Para entender os riscos de forma prática, podemos analisar exemplos reais de problemas que surgiram com novos produtos de IA e refletir criticamente sobre eles, considerando questões que poderiam ter sido evitadas se tivéssemos feito as perguntas certas sobre seus designs durante o processo de desenvolvimento.

Perguntas como: por que estamos apressando a construção de bots de IA generativa que reforçam distúrbios alimentares e substituem profissionais treinados? Será que valorizamos tão

Crédito: Freepik

pouco a arte (e os artistas) a ponto de acreditar que a “engenharia de prompts” pode evocar os mesmos sentimentos? Como nossos filhos desenvolverão aprendizado criativo e socioemocional quando a inteligência artificial substitui a conexão humana?

Em casos em que empresas criam intencionalmente produtos abusivos, esses problemas são uma “característica e não um bug” e devem ser abordados por novas leis de proteção ao consumidor.

No entanto, acredito que muitos realmente desejam construir ótimos produtos que não prejudiquem as pessoas, mas talvez não tenham o conhecimento e as ferramentas necessárias. Isso é um problema cultural que pode ser solucionado.

Precisamos nos perguntar qual é o papel de um designer em um cenário em que a inteligência artificial evolui tão rapidamente. Como podemos aproveitar essa oportunidade para criar um mundo mais justo?

A seguir, apresento algumas perspectivas que devemos considerar.

Qualquer pessoa que tem o poder de construir uma IA (em qualquer nível) é um designer e é responsável.

Quando surgem problemas em novas tecnologias, geralmente são resultado de decisões técnicas e estratégicas tomadas ao longo do processo de desenvolvimento. Seja projetando a interface do usuário, criando o modelo, desenvolvendo o back-end ou estabelecendo políticas, qualquer pessoa com poder dentro desse ecossistema é um designer e um tomador de decisões.

É fundamental que as empresas contratem designers com uma mentalidade de crescimento, que possam assumir responsabilidade, reconhecer os preconceitos que influenciam seu trabalho e antecipar as implicações e consequências de suas escolhas de design.

Precisamos adotar um conjunto de valores que nos ajude a construir com IA de forma benéfica para todos.

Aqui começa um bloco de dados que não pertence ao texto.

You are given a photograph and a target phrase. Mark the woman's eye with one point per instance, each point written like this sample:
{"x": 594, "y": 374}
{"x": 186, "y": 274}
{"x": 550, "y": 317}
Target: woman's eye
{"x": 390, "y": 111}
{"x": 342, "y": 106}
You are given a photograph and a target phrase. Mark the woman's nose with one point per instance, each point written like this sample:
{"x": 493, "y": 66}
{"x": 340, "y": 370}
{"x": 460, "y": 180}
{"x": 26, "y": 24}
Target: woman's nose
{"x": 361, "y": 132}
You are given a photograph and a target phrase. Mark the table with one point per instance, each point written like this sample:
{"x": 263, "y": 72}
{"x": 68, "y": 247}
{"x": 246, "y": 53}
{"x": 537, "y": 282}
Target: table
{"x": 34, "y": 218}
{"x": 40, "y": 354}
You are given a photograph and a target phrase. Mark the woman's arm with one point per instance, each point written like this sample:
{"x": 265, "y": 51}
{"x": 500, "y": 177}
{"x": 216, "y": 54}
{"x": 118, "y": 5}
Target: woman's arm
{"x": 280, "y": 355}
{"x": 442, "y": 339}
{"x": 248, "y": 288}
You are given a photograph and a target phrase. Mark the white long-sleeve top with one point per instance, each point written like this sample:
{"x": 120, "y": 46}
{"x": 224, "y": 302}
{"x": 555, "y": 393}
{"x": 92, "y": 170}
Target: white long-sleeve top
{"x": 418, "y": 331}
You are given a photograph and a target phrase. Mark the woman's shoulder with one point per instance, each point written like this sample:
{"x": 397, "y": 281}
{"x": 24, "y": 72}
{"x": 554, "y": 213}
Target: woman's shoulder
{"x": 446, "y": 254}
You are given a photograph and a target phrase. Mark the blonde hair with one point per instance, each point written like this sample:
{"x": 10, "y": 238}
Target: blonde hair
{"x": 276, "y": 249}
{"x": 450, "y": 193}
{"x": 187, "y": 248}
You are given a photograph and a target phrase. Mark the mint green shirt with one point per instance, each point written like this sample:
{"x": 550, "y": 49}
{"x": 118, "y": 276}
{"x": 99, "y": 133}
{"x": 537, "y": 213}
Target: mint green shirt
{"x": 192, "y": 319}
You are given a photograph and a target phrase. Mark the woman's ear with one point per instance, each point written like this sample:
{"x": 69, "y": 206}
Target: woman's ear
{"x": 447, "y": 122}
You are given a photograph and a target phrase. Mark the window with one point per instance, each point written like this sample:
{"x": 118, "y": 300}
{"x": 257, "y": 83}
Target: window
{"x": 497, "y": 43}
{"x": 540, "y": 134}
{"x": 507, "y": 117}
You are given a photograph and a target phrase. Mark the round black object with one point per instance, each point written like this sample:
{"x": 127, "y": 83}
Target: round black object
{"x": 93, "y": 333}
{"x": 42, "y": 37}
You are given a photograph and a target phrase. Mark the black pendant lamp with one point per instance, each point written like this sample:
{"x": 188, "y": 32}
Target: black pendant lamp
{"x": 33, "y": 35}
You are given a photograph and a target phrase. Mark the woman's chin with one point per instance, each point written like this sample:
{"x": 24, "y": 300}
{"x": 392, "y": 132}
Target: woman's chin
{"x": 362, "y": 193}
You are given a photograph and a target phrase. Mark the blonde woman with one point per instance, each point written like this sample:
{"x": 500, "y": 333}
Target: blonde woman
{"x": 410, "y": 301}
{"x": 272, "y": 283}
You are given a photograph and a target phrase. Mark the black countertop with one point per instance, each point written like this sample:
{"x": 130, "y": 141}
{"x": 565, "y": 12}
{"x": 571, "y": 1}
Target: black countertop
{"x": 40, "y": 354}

Valores são fundamentais para orientar nosso comportamento e tomada de decisões. Acreditamos que a privacidade é um direito de todos e, portanto, não exploramos os dados do usuário? Entendemos a web como um serviço público e optamos por construí-la de forma aberta, em vez de segmentada? Sem um sistema de valores, os designers ficam perdidos e inevitavelmente fazem escolhas que prejudicam as pessoas.

Os designers precisam entender o comportamento humano e como as sociedades são estruturadas antes de começarem a construir qualquer coisa.

É fundamental que as empresas comuniquem seus valores aos candidatos em potencial durante o processo de contratação. Estudantes e profissionais também precisam ter seu próprio conjunto de valores, e isso deve ser um exercício essencial para sua formação.

Muitos designers acreditam que apenas criam e executam códigos de acordo com o que lhes é pedido, mas, na realidade, estão construindo um mundo impulsionado pela IA.

Designers podem ser cientistas sociais, não apenas visionários da tecnologia.

A falta de conexão entre o desenvolvimento da inteligência artificial e o mundo real tem levado à disseminação de desinformação, vieses raciais e de gênero e uma crise de saúde mental entre jovens. Apesar de tudo isso, a computação (e a IA) é ensinada como uma disciplina altamente técnica, separada das ciências humanas e sociais.

Precisamos nos perguntar qual é o papel de um designer em um cenário em que a IA evolui tão rapidamente.

Os designers precisam entender o comportamento humano, como as sociedades são estruturadas e como os sistemas de opressão funcionam antes de começarem a construir qualquer coisa.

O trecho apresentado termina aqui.